What you are asking can be phrased as "Suppose that we are given a countable family of subsets of the real line, does it admit a choice function?"
To see that this is equivalent, note that if $\{A_i\mid i\in\Bbb N\}$ is a family of sets, we can define $B_i = A_i\setminus\bigcup_{j<i}A_j$, discard the empty sets and reenumerate (so just as well assume none is empty), and define $f(r)=n+1$ if $r\in B_n$, and $f(r)=0$ if $r\notin\bigcup B_n$. Now, if $g$ is an inverse function, then $g\restriction\Bbb N\setminus\{0\}$ is a choice function from the $B_n$s which let us choose from the $A_n$s.
The other direction is simpler, I leave it to you as an exercise.
Now, you can't blame Goldrei for omitting this proof. It is complicated and requires both forcing and basic understanding of inner models and relative constructibility, or alternatively a deep dive into the inner working of forcing in the form of symmetric extensions.
Nevertheless, the very first proof that $\sf AC$ is not a theorem of $\sf ZF$, given by Cohen, shows that it is consistent that there is a subset, $A$, of $\Bbb R$ which is infinite but Dedekind-finite, that is to say, it has no countable subset. It is not hard to show that such subset must be densely ordered, so by scaling we may assume that it is dense in $\Bbb R$. Now simply consider $A_n=A\cap(-\infty,n)$.

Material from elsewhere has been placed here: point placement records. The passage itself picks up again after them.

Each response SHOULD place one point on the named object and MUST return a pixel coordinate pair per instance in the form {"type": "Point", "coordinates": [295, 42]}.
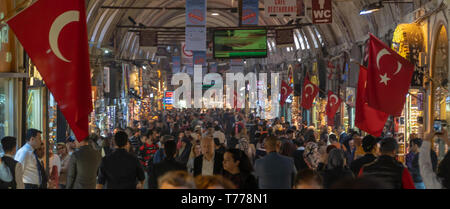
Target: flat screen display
{"type": "Point", "coordinates": [242, 43]}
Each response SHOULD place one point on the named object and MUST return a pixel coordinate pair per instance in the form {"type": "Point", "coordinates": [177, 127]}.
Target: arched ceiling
{"type": "Point", "coordinates": [348, 26]}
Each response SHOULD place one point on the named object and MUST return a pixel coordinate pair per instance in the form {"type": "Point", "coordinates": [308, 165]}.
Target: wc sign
{"type": "Point", "coordinates": [322, 11]}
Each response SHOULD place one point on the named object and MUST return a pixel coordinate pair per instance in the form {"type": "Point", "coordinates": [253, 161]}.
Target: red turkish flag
{"type": "Point", "coordinates": [367, 118]}
{"type": "Point", "coordinates": [331, 70]}
{"type": "Point", "coordinates": [286, 90]}
{"type": "Point", "coordinates": [310, 92]}
{"type": "Point", "coordinates": [389, 78]}
{"type": "Point", "coordinates": [54, 34]}
{"type": "Point", "coordinates": [333, 104]}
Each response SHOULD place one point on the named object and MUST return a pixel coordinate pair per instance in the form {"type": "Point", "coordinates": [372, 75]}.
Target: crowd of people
{"type": "Point", "coordinates": [223, 149]}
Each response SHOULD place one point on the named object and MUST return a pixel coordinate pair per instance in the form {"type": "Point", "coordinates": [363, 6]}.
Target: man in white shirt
{"type": "Point", "coordinates": [9, 145]}
{"type": "Point", "coordinates": [25, 156]}
{"type": "Point", "coordinates": [220, 135]}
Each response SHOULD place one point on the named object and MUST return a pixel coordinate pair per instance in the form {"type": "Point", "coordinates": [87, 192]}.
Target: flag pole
{"type": "Point", "coordinates": [19, 9]}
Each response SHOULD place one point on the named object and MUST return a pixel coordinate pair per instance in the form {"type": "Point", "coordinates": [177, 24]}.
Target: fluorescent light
{"type": "Point", "coordinates": [371, 8]}
{"type": "Point", "coordinates": [365, 12]}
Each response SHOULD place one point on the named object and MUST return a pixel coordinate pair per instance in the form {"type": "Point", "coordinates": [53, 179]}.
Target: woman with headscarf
{"type": "Point", "coordinates": [312, 155]}
{"type": "Point", "coordinates": [336, 169]}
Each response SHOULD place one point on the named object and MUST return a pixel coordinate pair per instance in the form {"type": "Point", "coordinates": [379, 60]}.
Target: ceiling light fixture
{"type": "Point", "coordinates": [371, 8]}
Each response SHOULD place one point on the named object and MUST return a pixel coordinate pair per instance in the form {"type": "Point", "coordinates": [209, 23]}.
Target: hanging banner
{"type": "Point", "coordinates": [280, 8]}
{"type": "Point", "coordinates": [195, 12]}
{"type": "Point", "coordinates": [189, 70]}
{"type": "Point", "coordinates": [196, 38]}
{"type": "Point", "coordinates": [126, 80]}
{"type": "Point", "coordinates": [250, 12]}
{"type": "Point", "coordinates": [186, 55]}
{"type": "Point", "coordinates": [176, 64]}
{"type": "Point", "coordinates": [213, 67]}
{"type": "Point", "coordinates": [301, 9]}
{"type": "Point", "coordinates": [106, 80]}
{"type": "Point", "coordinates": [200, 59]}
{"type": "Point", "coordinates": [322, 11]}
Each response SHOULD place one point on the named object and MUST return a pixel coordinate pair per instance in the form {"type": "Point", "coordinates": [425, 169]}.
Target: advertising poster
{"type": "Point", "coordinates": [195, 12]}
{"type": "Point", "coordinates": [176, 64]}
{"type": "Point", "coordinates": [196, 38]}
{"type": "Point", "coordinates": [250, 12]}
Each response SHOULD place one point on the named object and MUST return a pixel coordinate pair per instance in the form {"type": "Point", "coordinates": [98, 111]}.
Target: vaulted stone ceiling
{"type": "Point", "coordinates": [348, 26]}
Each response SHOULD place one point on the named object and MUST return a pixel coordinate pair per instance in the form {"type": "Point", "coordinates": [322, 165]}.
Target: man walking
{"type": "Point", "coordinates": [121, 169]}
{"type": "Point", "coordinates": [9, 146]}
{"type": "Point", "coordinates": [166, 165]}
{"type": "Point", "coordinates": [65, 157]}
{"type": "Point", "coordinates": [387, 168]}
{"type": "Point", "coordinates": [274, 171]}
{"type": "Point", "coordinates": [29, 160]}
{"type": "Point", "coordinates": [83, 167]}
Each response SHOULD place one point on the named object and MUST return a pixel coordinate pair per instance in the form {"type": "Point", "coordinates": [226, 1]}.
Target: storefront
{"type": "Point", "coordinates": [439, 84]}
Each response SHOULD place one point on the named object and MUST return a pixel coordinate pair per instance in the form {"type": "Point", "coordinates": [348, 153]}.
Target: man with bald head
{"type": "Point", "coordinates": [274, 171]}
{"type": "Point", "coordinates": [208, 163]}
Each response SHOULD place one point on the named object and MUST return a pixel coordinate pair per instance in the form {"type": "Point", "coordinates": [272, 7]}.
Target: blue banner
{"type": "Point", "coordinates": [213, 67]}
{"type": "Point", "coordinates": [196, 39]}
{"type": "Point", "coordinates": [250, 12]}
{"type": "Point", "coordinates": [195, 12]}
{"type": "Point", "coordinates": [189, 70]}
{"type": "Point", "coordinates": [176, 64]}
{"type": "Point", "coordinates": [200, 58]}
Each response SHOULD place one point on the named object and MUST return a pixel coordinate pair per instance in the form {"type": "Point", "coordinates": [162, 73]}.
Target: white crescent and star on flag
{"type": "Point", "coordinates": [385, 78]}
{"type": "Point", "coordinates": [60, 22]}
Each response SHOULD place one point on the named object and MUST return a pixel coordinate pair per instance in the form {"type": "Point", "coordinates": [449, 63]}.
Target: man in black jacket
{"type": "Point", "coordinates": [9, 146]}
{"type": "Point", "coordinates": [210, 162]}
{"type": "Point", "coordinates": [387, 169]}
{"type": "Point", "coordinates": [299, 161]}
{"type": "Point", "coordinates": [121, 169]}
{"type": "Point", "coordinates": [166, 165]}
{"type": "Point", "coordinates": [369, 145]}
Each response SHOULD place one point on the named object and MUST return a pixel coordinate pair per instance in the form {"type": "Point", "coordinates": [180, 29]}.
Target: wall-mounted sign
{"type": "Point", "coordinates": [284, 37]}
{"type": "Point", "coordinates": [250, 12]}
{"type": "Point", "coordinates": [106, 79]}
{"type": "Point", "coordinates": [280, 8]}
{"type": "Point", "coordinates": [196, 12]}
{"type": "Point", "coordinates": [322, 11]}
{"type": "Point", "coordinates": [196, 38]}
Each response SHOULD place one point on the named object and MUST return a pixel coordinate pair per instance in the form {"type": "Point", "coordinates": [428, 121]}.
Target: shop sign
{"type": "Point", "coordinates": [176, 64]}
{"type": "Point", "coordinates": [284, 37]}
{"type": "Point", "coordinates": [250, 12]}
{"type": "Point", "coordinates": [186, 55]}
{"type": "Point", "coordinates": [196, 12]}
{"type": "Point", "coordinates": [280, 8]}
{"type": "Point", "coordinates": [195, 39]}
{"type": "Point", "coordinates": [322, 11]}
{"type": "Point", "coordinates": [106, 80]}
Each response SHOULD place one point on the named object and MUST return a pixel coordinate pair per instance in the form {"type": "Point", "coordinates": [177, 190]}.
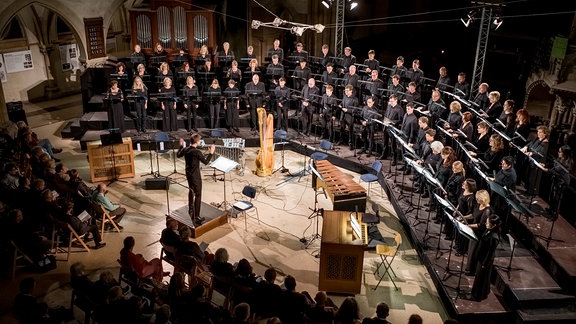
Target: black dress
{"type": "Point", "coordinates": [480, 217]}
{"type": "Point", "coordinates": [485, 259]}
{"type": "Point", "coordinates": [169, 117]}
{"type": "Point", "coordinates": [116, 110]}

If you are looking for a good reference, this is known as Cohen's first model; the Halpern–Levy model; the Cohen–Halpern–Levy model; the Cohen model; and more. Introductions to it exist in Jech's "The Axiom of Choice" and "Set Theory" books, as are in virtually any other book which contains a proof that $\sf ZF$ does not prove $\sf AC$.